Creuse, Dordogne et Lot-et-Garonne sont les départements néo-aquitains les plus déshérités en généralistes et spécialistes. Le rapport de l'observatoire de la santé de la Mutualité Française, alarmant, fait apparaître un phénomène croisé d'aggravation du déficit face à une population vieillissante
"- Bonjour, je souhaite prendre un rendez-vous dès que possible...- Désolée, nous ne prenons plus de rendez-vous d'ici la fin de l'année. Pour prendre un rendez-vous en 2021, il faut que vous rappeliez à partir du mois de novembre.
- Et le rendez-vous sera pour quand ?
- Nous ne pouvons pas vous le dire pour l'instant... probablement pas avant trois mois.
- Et si c'est un cas urgent ? Un cancer ?
- Dans ce cas, il faut appeler votre médecin traitant pour qu'il appelle le médecin de garde qui essaiera de trouver un rendez-vous le plus rapidement possible..."
Voilà ce qui se passe lorsque vous appelez l'hôpital de Périgueux pour prendre un rendez-vous avec un pneumologue.
Et vous n'aurez pas beaucoup plus de chance en vous adressant aux trois autres spécialistes qui exercent en libéral (un à Sarlat, les deux autres à Périgueux), ils sont déjà débordés.
Deux cabinets de pneumologie pour 410 000 habitants
D'ailleurs bientôt il pourrait n'en rester qu'un, les deux autres doivent prendre leur retraite dans peu de temps. Il resterait alors deux cabinets de pneumologie pour 410 000 habitants. En Dordogne, mieux vaut économiser son souffle.Et la pneumologie n'est qu'une des nombreuses spécialités concernées par le phénomène.

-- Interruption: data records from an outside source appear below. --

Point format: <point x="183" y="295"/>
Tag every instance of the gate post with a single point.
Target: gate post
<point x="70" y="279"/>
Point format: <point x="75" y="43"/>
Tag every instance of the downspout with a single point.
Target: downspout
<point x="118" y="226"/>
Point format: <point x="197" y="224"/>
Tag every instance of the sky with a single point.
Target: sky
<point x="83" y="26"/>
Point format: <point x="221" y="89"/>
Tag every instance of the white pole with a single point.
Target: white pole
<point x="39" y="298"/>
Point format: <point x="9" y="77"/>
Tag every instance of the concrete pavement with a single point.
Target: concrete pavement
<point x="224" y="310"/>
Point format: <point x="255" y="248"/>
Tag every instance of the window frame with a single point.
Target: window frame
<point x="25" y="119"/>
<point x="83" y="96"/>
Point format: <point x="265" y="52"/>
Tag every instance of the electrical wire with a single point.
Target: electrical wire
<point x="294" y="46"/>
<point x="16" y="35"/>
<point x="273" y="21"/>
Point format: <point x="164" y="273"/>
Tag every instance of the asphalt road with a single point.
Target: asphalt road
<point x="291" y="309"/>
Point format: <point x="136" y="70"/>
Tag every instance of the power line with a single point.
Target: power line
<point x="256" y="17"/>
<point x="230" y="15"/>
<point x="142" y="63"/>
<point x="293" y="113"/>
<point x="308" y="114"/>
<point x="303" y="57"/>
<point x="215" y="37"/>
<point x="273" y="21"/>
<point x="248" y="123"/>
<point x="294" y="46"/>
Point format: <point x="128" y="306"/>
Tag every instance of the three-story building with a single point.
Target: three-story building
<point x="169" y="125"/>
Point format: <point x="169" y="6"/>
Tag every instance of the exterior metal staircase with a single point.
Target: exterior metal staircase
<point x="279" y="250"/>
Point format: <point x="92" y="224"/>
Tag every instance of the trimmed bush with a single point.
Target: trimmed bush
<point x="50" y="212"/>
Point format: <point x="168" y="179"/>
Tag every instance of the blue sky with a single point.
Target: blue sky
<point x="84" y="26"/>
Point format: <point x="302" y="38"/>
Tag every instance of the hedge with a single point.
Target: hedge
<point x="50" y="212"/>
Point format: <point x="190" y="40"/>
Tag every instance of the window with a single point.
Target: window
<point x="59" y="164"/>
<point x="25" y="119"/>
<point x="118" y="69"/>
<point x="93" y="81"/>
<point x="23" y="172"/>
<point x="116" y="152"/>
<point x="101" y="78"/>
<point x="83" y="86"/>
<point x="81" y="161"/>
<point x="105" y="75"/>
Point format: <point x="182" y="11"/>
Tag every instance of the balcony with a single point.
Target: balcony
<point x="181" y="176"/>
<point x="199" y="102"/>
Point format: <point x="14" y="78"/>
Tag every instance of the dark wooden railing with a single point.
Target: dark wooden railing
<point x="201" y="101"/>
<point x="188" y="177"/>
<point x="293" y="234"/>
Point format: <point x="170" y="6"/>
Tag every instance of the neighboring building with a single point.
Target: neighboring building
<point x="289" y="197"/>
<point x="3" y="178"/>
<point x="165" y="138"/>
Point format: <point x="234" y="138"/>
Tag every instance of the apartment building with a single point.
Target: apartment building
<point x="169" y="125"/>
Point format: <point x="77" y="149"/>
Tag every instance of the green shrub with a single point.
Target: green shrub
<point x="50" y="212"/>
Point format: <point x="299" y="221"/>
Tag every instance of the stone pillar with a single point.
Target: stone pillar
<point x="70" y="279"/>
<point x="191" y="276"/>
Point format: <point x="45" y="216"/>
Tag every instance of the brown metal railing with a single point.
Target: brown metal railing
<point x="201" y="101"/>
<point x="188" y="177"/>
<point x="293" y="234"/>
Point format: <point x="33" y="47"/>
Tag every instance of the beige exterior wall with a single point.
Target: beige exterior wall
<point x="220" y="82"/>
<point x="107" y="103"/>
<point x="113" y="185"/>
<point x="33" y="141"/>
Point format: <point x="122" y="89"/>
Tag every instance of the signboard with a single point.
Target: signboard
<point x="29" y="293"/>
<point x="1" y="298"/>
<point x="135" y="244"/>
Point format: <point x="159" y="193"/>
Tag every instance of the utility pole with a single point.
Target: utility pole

Alors qu'à Paris, il faut attendre 29 jours en moyenne pour obtenir un rendez-vous avec un ophtalmologue, dans les villes petites ou moyennes, le délai monte à 97 jours !
Le risque du renoncement au soin
Selon l'observatoire de la Santé, en Dordogne 13% de la population rencontre des difficultés pour consulter un médecin. Pour une consultation de spécialiste, ceux qui le peuvent se tournent vers Bordeaux, Limoges, Brive ou Angoulême. C'est moins simple si vous êtes âgé, que vous avez peu de moyens, peu de temps ou des soucis de mobilité. Dans ce cas, le risque de renoncement aux soins est grand, et l'absence de suivi d'une pathologie peut avoir des conséquences graves.Doit-on y voir une incidence ? Une maladie qui n'est pas soignée à temps peut se transformer en ALD (Affection Longue Durée), aussi pénible pour le malade que coûteuse pour le système de santé. En 10 ans, entre 2008 et 2018 le nombre d'affections longue durée a bondi de 40 % !
Villes et campagne, généralistes et spécialistes
Cette crise des spécialistes en ville s'ajoute aux tristement banals déserts médicaux généralistes en zone rurale. On estime à plus de 11% le nombre de Français vivant dans une commune où l'accès à un généraliste est compliqué. Le tout, alors que le vieillissement de la population accroît les besoins. C'est ce qui ressort de la quatrième édition de l’Observatoire-Place de la Santé de la Mutualité Française consacrée à l’accès territorial aux soins.Sans mesures fortes sur l’organisation des soins, des pouvoirs publics ou par les professions de santé, l’accroissement des inégalités est inéluctable.
Creuse et Dordogne : des déserts médicaux plus graves, et un population plus vieille
Le rapport annuel dénonce cette désertification médicale qui aggrave les difficultés d’accès aux soins. En Nouvelle-Aquitaine, relève l’observatoire, ils sont particulièrement accentués en Dordogne et en Creuse, les départements où les plus de 60 ans sont les plus nombreux (plus de 38% contre 27% en moyenne en France).La demande de soins insatisfaite sur le territoire français n’a cessé de croître ces dernières années pour des raisons démographiques, géographiques et médicales et la tendance est amenée à se poursuivre.
La population vieillit, les médecins aussi
L’observatoire souligne qu'en Dordogne, il n'y a que 138 généralistes pour 100 000 habitants, contre 194 en Nouvelle-Aquitaine. Et comme 56% de ces généralistes ont plus de 55 ans, le problème va s’aggraver dans les années à venir.En Creuse, 67% des médecins ont au moins 55 ans cette année. D'ici 5 ans, le département pourrait perdre plus de la moitié de ses généralistes !
Les chiffres ne sont pas meilleurs pour les spécialistes. Dans le département ils ne sont que 106 pour 100 000 habitants en Dordogne, et 88 en Creuse, contre 190 en France métropolitaine.